SBK brengt daar tegenin dat de PVT volgens de WOR geen procesbevoegdheid heeft en daardoor door de rechter niet-ontvankelijk moet worden verklaard. Daarnaast trekt zij het bestaan van de PVT in twijfel, nu deze volgens de WOR door de ondernemer zelf en niet – zoals in dit geval – door de Raad van Toezicht moet worden ingesteld.
SBK voert tevens aan dat de PVT nog niet bestond op het moment dat de ontslagvergunningen werden aangevraagd en er aldus geen medezeggenschapsrecht met betrekking tot de aanvragen bestond. Dat er wel een PVT in oprichting was, was bij de directeur niet bekend en aldus kon, volgens SBK, van hem niet verlangd worden dat hij advies bij de PVT (in oprichting) heeft gevraagd. Voorts dient de PVT volgens SBK te bewijzen dat een meerderheid van de werknemers de oprichting van de PVT gewild heeft.
De kantonrechter oordeelt als eerst dat, gelet op de bepalingen van de WOR, de PVT wel degelijk een procesbevoegdheid toekomt om het door SBK geweigerde adviesrecht in rechte af te kunnen dwingen. Daarnaast concludeert de rechter dat SBK uit de gebeurtenissen rond de jaarwisseling heeft moeten afleiden dat er bij meer dan voldoende werknemers de behoefte aan oprichting van een PVT bestond. Daarmee wijst de rechter het verweer van SBK dat zij nooit een verzoek van het personeel om de oprichting van een PVT heeft gehad van de hand. Voorts beslist de rechter dat het niet goed denkbaar was dat SBK op het moment dat de ontslagvergunningen werden aangevraagd niet wist dat de PVT reeds of binnen enkele dagen werd opgericht. De verkiezing van de PVT-leden was inmiddels gehouden en er waren diverse interne mails binnen SBK betreffende de (op te richten) PVT verstuurd. Ook de mail van de directeur van begin januari laat zien dat er wel degelijk kennis van de PVT was.

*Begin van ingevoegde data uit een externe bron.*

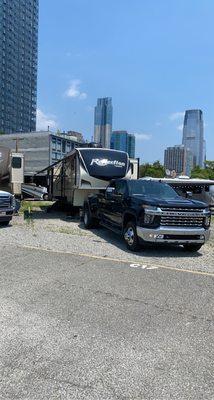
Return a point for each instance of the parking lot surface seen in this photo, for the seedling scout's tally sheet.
(82, 318)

Het had daarom op de weg van SBK gelegen om de oprichting van de PVT af te wachten zodat deze haar medezeggenschap over de ontslagaanvragen zou kunnen uitoefenen. Het feit dat SBK dit heeft nagelaten, komt voor haar rekening.
Naar het oordeel van de rechter komt aan de PVT een adviesrecht toe en had SBK het advies moeten inwinnen op een zodanig tijdstip dat het advies nog van wezenlijke invloed op de besluitvorming kon zijn, namelijk vóór de ontslagaanvraag. Nu dit niet gebeurd is, zal SBK de ontslagaanvraag moeten intrekken. Voor zover de ontslagaanvragen al zijn verleend, wordt het SBK verboden om daar gebruik van te maken.
Tot slot oordeelt de rechter dat ook in het geval dat de PVT nog niet was opgericht en/of SBK onbekend was met de oprichting, de medezeggenschapsrechten van de werknemersdoor SBK niet in acht zijn genomen. Op grond van de WOR had SBK immers alle medewerkers vóór het indienen van de ontslagaanvragen omtrent de voorgenomen reorganisatie dienen te horen, in plaats van de werknemers pas na indiening van de aanvraag op de hoogte te stellen.